Development of an intelligent and autonomous slurry production process
3 years (01.01.2020-31.12.2023)
Funding: 503.000 € (TUBS)
Total Project Volume: 1.243.301,64 €
Institute for Particle Technology (iPAT), TU Braunschweig
Institute of Mechanical Process Engineering and Mechanics (MVM), Karlsruhe Institute of Technology (KIT)
Institute of Production Science (wbk), Karlsruhe Institute of Technology (KIT)
The use of an extruder in the industrial mass production of battery cells is a recent innovation. It allows for a continuous dispersion of battery slurries, as opposed to the previous method of dry batch-wise premixing and downstream mixing tank before conveying to the coating line. One of the benefits of using an extrusion line is the superior scalability. Additionally, the use of inline measurement technology enables the integration of digital twins and thus a process control strategy for high-level automation and process monitoring.
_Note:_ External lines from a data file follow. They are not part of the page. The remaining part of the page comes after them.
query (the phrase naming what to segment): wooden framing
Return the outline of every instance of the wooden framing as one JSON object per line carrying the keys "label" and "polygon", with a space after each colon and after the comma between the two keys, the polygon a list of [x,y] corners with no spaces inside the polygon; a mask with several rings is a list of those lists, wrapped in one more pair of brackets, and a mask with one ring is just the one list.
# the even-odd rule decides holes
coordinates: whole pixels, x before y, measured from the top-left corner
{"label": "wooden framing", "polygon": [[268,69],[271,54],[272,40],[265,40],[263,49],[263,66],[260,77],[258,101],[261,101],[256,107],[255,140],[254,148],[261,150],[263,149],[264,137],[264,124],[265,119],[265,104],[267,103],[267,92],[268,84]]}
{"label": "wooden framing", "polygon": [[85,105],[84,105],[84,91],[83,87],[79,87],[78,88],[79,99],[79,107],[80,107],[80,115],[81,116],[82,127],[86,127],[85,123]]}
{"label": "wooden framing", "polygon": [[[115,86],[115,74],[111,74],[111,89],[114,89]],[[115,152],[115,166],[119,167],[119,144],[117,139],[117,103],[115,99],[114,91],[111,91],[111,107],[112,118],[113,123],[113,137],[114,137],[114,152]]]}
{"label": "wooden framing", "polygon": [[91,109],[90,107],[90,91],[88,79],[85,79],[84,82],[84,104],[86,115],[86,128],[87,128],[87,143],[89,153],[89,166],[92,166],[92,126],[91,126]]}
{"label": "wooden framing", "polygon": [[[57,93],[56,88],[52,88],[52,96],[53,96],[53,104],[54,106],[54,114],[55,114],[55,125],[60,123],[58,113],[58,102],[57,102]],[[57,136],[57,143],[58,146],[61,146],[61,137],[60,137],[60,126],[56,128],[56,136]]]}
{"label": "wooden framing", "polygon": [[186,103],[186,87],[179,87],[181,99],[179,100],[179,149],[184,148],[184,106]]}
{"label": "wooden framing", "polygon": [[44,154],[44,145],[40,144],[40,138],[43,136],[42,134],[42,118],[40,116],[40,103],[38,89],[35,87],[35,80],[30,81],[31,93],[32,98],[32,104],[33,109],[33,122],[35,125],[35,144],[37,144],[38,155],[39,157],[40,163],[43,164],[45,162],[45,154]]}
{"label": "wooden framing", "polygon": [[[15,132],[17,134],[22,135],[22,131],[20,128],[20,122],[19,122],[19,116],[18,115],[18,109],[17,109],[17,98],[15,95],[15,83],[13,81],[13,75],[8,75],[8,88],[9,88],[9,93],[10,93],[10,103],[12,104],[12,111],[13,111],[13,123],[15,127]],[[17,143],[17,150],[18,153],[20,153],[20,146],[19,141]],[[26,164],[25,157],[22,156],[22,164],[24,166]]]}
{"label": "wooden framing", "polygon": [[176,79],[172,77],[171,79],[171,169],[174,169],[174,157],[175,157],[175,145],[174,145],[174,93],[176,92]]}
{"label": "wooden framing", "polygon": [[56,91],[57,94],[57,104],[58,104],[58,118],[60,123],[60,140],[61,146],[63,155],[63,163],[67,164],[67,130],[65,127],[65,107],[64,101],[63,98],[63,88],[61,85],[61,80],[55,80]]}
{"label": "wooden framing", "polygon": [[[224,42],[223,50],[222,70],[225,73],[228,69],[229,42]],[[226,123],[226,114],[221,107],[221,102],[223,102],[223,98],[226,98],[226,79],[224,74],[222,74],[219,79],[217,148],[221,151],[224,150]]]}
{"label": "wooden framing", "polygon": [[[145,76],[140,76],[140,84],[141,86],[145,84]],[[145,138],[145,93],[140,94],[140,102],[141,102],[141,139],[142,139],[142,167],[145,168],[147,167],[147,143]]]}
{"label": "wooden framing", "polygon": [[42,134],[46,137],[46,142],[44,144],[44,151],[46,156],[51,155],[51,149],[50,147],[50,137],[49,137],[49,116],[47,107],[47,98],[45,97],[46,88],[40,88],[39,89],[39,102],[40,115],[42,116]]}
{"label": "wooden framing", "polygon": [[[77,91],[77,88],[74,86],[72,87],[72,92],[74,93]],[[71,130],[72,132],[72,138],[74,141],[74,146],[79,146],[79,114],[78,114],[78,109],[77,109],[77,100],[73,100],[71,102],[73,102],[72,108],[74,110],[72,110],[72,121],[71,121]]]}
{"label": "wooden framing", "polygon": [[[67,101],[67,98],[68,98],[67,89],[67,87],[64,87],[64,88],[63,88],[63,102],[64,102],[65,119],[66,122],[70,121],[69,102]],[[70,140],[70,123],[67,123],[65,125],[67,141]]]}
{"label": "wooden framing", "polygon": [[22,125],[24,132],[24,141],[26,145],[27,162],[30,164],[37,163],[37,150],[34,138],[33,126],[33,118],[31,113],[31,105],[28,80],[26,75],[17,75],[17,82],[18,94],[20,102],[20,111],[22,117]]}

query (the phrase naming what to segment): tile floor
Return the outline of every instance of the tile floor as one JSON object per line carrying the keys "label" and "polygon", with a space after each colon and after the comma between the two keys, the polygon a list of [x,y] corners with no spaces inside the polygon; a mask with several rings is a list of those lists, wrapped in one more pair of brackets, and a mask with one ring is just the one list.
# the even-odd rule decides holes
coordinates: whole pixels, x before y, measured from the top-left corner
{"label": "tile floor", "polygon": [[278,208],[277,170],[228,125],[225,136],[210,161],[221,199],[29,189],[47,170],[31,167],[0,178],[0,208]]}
The goal is to optimize productivity by achieving high overall equipment effectiveness even when dealing with fluctuating order situations and product variance, while also maximizing raw material utilization.
The InZePro cluster is focused on reducing costs by developing and improving automation strategies for a smart battery cell production. As the first process step the mixing of the battery slurries has a major impact on both electrode and cell performance. For this reason automating the mixing process is important to ensure well performing cells and improve the resource efficiency through product monitoring.
The goal of this project is to enhance the current mixing method by incorporating new technology that enables autonomous, continuous production. This is achieved by integrating dry mixing and dispersion techniques in a multi-chamber system, and by directly feeding the coating line. A digital twin is used to control and monitor the process, allowing for adaptability to varying order volumes and product variations. AI models and grey-box methods are employed to develop strategies for controlling the process and coping with disturbances and uncertainties. By combining process engineering experiments with artificial intelligence methods, it is possible to achieve process control based on digital twins, as well as process optimization and predictive maintenance via process control. The ultimate goal is to integrate a model-predictive control system that guarantees constant paste quality while taking uncertainties and secondary conditions into account. However, the material properties are difficult to represent directly in terms of measurement technology. Therefore, indirectly measurable quantities such as flow behavior, concentrations, and particle size distribution are measured. Machine learning methods can then be used to derive relationships that represent a correlation to the important parameters.